Seth Breedlove’s new documentary, THE MARK OF THE BELL WITCH, analyzes and unpacks one of the most famous pieces of folklore in the United States—the Bell Witch Haunting. Rooted in the rural town of Adams, Tennessee in the early 1800s, The Bell Witch haunting revolves around the Bell family and the malicious spirit that tormented them. The apparition often referred to and considered a poltergeist, reportedly responded to the name “Kate” or “Old Kate Batts” and focused much of its energy on the Bell family’s youngest daughter Betsy, as well as threatened to murder the patriarch, John Bell Sr.

As with most folkloric stories, the tale of the Bell Witch Haunting has evolved and changed over time. The version you hear is largely dependent on who you’re hearing it from, who told the story to that person, and so on and so forth. Hearing different versions of the same story is arguably the most interesting aspect of oral tradition.

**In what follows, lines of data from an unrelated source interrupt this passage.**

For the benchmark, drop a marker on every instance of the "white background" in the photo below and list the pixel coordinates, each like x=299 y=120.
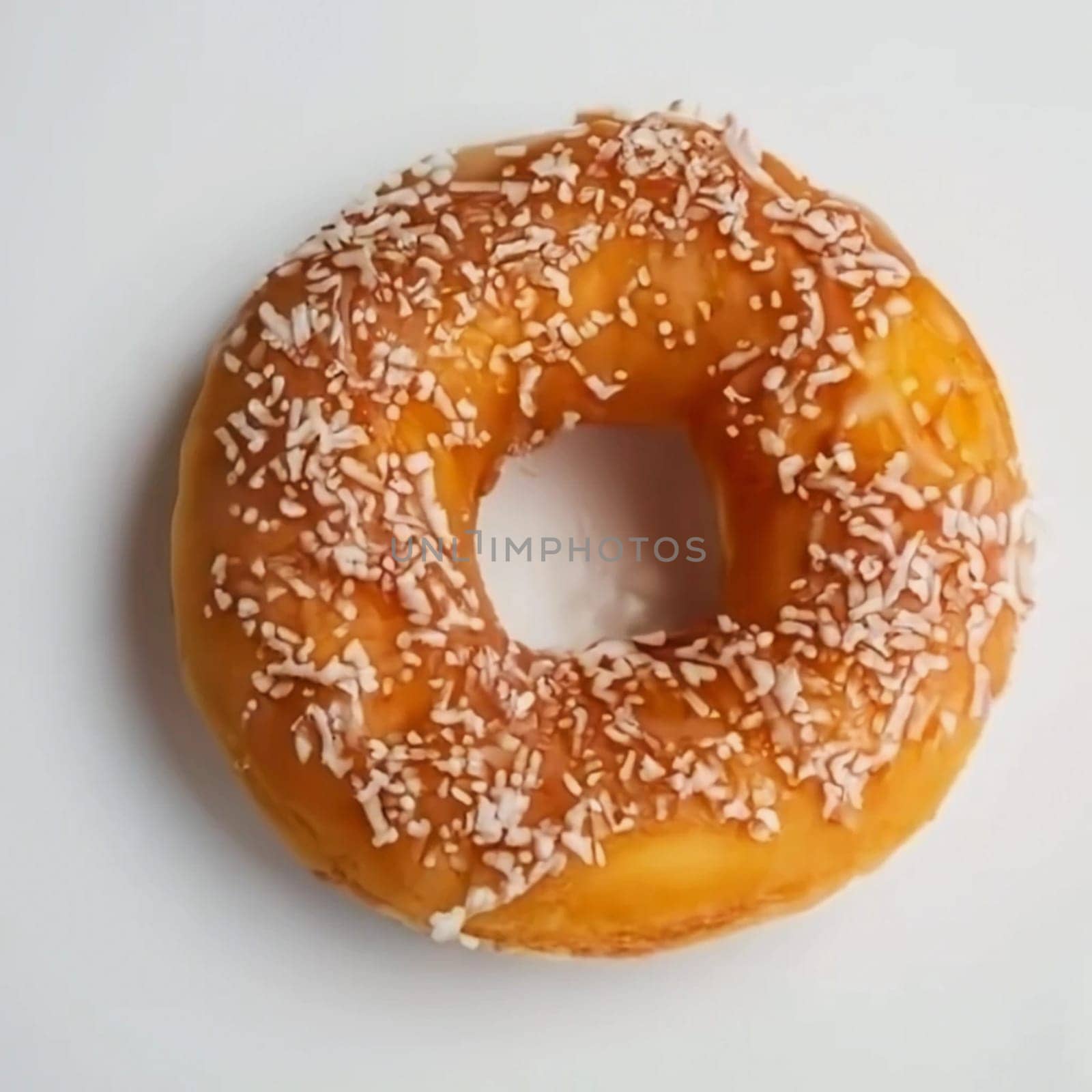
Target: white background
x=156 y=158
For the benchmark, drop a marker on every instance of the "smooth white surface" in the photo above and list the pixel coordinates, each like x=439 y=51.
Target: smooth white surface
x=153 y=935
x=620 y=533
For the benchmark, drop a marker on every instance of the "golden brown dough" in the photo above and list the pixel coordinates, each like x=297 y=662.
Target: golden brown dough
x=640 y=792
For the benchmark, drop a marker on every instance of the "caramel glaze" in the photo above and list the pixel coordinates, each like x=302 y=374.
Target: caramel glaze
x=639 y=793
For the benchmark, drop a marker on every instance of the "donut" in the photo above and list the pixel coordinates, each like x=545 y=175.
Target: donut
x=644 y=791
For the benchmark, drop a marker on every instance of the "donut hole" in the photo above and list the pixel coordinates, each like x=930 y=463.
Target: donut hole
x=590 y=502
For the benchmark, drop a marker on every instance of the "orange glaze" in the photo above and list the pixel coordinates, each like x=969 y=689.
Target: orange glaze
x=637 y=793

THE MARK OF THE BELL WITCH explores this Southern tale of terror to the fullest. Throughout the documentary, the filmmaker’s interviews and consult with academics, folklorists, local historians, and tour guides as they go on a deep dive into the story.

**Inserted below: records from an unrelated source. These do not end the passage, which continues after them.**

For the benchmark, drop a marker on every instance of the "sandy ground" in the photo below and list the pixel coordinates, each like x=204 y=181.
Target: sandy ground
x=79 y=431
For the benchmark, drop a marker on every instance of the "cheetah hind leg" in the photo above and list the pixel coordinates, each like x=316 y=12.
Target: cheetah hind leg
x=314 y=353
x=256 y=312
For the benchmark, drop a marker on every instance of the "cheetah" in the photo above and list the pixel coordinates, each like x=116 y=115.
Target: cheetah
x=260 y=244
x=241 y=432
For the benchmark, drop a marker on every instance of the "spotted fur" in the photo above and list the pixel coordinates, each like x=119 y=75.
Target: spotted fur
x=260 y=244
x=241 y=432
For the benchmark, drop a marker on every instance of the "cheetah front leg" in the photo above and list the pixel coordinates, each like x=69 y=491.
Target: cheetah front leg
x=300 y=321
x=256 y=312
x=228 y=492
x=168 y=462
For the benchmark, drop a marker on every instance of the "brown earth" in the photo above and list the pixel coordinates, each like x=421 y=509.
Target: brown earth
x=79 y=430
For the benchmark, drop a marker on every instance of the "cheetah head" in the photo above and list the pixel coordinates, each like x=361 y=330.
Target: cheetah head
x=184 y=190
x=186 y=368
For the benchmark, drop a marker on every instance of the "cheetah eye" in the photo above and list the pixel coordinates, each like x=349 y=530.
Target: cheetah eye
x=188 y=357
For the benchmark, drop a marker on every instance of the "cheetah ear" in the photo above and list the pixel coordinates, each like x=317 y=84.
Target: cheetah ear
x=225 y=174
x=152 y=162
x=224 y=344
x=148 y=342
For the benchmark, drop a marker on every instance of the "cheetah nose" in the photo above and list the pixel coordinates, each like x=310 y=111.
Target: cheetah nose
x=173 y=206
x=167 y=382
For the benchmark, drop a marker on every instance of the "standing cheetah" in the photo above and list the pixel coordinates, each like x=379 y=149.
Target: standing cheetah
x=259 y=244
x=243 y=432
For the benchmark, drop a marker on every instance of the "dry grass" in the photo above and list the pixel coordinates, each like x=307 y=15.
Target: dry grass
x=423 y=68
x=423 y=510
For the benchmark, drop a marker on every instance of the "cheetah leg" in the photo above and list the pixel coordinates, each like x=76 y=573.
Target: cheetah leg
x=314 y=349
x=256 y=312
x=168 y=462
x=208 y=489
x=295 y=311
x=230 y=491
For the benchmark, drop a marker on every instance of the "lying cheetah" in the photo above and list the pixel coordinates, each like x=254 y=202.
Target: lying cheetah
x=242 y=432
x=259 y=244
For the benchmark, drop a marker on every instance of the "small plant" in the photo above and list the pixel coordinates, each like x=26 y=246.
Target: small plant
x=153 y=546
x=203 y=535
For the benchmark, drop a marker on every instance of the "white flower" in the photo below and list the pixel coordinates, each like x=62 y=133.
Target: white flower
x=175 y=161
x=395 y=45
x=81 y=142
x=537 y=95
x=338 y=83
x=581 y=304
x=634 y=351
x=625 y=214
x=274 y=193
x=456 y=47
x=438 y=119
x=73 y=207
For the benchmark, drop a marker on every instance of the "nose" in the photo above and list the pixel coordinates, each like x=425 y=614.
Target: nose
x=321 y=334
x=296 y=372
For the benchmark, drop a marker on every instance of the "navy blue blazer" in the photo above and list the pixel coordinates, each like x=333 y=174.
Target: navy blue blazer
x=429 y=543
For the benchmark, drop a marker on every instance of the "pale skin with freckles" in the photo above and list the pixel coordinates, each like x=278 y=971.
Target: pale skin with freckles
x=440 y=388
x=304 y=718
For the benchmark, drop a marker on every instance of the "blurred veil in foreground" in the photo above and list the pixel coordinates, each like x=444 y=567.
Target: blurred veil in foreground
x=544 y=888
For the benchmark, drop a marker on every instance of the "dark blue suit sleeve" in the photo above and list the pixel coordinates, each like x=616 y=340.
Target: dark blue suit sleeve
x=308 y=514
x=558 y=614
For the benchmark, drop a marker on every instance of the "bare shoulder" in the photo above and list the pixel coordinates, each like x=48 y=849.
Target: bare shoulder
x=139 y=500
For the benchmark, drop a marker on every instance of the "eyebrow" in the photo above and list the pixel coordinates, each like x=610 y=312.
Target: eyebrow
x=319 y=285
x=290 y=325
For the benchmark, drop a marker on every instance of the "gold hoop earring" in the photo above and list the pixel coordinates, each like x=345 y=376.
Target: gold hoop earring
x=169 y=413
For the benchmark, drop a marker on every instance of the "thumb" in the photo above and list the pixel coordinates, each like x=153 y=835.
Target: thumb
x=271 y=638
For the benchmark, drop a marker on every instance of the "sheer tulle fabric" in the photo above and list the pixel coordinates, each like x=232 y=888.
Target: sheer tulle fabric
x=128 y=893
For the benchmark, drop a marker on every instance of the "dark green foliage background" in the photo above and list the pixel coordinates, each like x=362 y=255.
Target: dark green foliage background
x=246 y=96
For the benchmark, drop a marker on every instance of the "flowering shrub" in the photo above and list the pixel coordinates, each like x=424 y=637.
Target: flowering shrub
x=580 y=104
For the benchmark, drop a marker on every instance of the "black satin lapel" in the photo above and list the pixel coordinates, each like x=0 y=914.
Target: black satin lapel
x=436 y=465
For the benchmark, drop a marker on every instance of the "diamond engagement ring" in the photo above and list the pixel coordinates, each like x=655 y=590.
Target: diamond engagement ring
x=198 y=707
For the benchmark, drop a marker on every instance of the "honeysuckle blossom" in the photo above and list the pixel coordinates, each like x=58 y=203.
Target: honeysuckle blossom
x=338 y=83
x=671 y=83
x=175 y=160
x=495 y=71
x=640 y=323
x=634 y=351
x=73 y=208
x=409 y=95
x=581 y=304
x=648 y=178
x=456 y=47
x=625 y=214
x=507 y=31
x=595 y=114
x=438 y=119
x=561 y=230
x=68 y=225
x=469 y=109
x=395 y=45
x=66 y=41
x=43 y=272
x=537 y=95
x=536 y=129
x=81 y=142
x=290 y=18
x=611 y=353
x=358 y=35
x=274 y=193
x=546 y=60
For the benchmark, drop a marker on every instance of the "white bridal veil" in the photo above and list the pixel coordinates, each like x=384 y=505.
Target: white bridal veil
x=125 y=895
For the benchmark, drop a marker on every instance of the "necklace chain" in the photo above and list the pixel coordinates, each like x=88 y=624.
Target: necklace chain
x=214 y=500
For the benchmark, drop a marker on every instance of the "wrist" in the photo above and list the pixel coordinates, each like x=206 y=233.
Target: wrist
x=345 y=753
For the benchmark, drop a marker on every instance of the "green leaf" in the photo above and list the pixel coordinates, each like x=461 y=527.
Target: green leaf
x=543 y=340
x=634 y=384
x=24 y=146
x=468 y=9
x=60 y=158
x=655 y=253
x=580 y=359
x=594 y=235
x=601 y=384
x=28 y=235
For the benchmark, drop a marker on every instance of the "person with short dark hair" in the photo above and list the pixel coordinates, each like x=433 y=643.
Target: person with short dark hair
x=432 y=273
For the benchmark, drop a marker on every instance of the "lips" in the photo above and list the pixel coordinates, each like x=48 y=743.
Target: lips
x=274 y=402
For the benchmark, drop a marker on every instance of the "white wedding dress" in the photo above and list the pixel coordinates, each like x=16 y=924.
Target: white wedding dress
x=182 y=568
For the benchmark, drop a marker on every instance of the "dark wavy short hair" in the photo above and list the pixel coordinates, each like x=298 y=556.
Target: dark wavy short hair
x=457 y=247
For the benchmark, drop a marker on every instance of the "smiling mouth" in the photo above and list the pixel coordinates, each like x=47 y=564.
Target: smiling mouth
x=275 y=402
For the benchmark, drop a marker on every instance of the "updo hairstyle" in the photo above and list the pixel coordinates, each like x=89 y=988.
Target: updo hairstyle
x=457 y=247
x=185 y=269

Courtesy of Small Town Monsters

And they really do dive deep. Breedlove and his crew explore the historical context surrounding the origins of the Bell Witch Haunting as well as the history (and religious background) of the family the spirit targeted. The intersection of gender and religion is discussed, as well as the culture of the Southern United States (at the time). They also explore how the Bell Witch Haunting influenced the area…and popular culture. That old horror trope about disturbed Native American burial grounds? That, my friends, comes from the Bell Witch Haunting.

Is the story true? Was there really an evil spirit haunting and harming the Bell family? Maybe? Possibly? Truthfully, the story is so delightfully creepy, it doesn’t matter one way or another if the events that unfolded were caused by the supernatural. THE MARK OF THE BELL WITCH is probably one of my favorite documentaries that I’ve seen in this cursed year of 2020. It’s thorough, well-researched, and the subject matter is interesting enough to keep the viewer engaged throughout the hour-and-a-half runtime…and also light enough so that the viewer doesn’t want to throw themselves down a well after watching it. In a way, it’s the perfect palate-cleanser after watching a documentary of a more sinister nature, like Baby God.

The only thing that I wasn’t crazy about was the use of dramatic reenactments, but that’s really just a matter of personal taste.

THE MARK OF THE BELL WITCH is now available to rent or own on Amazon Instant Video, Vimeo OnDemand, DVD, and VIDI Space. Blu-ray and DVD copies will be available exclusively from the Small Town Monsters Shop.